MCP is a protocol for AI tool integration — it’s how Claude Code and Claude Desktop discover and call server-side tools. It’s designed for multi-user systems with proper authentication and authorization.
WhatsApp Claude is a self-contained orchestrator. It receives natural language from WhatsApp, forwards it to the Anthropic API, and when Claude responds with a tool call like pushover_send, WhatsApp Claude executes it locally and feeds the result back. The LLM never touches Pushover directly — it only expresses intent. WhatsApp Claude sits in the middle, serving the LLM the tools it needs and carrying out its decisions.
The Brittleness Problem
The direct-call approach has a cost: WhatsApp Claude is coupled to internal function signatures.
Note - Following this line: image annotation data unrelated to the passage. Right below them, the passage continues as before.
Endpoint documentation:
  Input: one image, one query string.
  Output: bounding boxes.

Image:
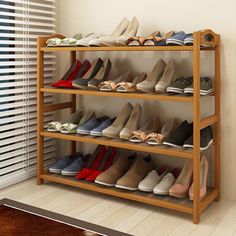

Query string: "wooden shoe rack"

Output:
[37,30,220,224]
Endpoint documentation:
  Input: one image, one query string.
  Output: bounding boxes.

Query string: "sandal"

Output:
[147,118,176,145]
[116,72,147,93]
[129,117,160,143]
[99,71,132,92]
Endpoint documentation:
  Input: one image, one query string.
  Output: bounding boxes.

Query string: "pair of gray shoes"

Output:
[72,58,111,89]
[166,76,214,95]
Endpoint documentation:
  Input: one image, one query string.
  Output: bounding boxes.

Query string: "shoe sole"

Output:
[115,184,138,191]
[183,139,214,151]
[163,142,183,148]
[48,168,61,174]
[95,180,115,187]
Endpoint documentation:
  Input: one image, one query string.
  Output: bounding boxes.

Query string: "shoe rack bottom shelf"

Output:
[40,172,217,214]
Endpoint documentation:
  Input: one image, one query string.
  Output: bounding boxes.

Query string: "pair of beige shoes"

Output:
[129,117,177,145]
[95,154,155,191]
[169,155,209,200]
[137,59,176,93]
[102,103,142,139]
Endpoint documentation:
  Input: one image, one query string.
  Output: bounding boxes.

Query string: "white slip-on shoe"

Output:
[137,59,166,93]
[98,18,129,46]
[138,167,167,192]
[116,17,139,46]
[153,173,175,195]
[155,60,175,93]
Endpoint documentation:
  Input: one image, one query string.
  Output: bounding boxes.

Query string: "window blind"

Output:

Every tool it supports requires a hand-written execute_tool/2 clause that knows the exact function name, argument shape, and return format. If Pushover.set/3 changes its argument order, or Pushover moves to a remote node, WhatsApp Claude breaks — silently — while the MCP tools keep working because they’re maintained in one place.
Every new capability means duplicating work: define the tool schema in WhatsAppClaude, write the execute_tool handler, keep it in sync with the canonical MCP definition. Two tool lists, two execution paths, two places to update when the underlying module evolves.
The MCP server, by contrast, is the single source of truth. Change a tool definition once in MyMcpServer, and every MCP client — Claude CLI, Claude Desktop, or any future client — picks it up automatically. The LLM adapts to new schemas on its own since it reads tool descriptions at call time.
The MCP Client Path Forward
The alternative is for WhatsApp Claude to become an MCP client. Instead of defining its own tools and calling Elixir functions directly, it would connect to MyMcpServer, discover tools through the protocol, and proxy tool-use requests from the Anthropic API through MCP:
WhatsApp message
→ WhatsAppClaude (orchestrator)
→ Anthropic Messages API (tools from MCP discovery)
→ Claude returns tool_use
→ WhatsAppClaude proxies call to MyMcpServer (MCP client)
→ MyMcpServer handles permission check + execution
→ result flows back to Claude
This eliminates duplication entirely. One tool definition, one permission model, one execution path. WhatsApp Claude becomes a thin transport — it handles WhatsApp message buffering, conversation history, and the Anthropic API call, but delegates all tool knowledge to the MCP server. Add a new tool to MyMcpServer and WhatsApp Claude gets it for free.
This aligns with the project’s own design principle: permissions in the logic layer, not the transport. Today, WhatsApp Claude is a transport layer that also does its own tool wiring and access control. Making it an MCP client pushes all of that back to the unified logic layer where it belongs.
The current direct-call approach works and is simpler for a small tool set. But as capabilities grow, the MCP client architecture is the clear direction — one contract, every client benefits.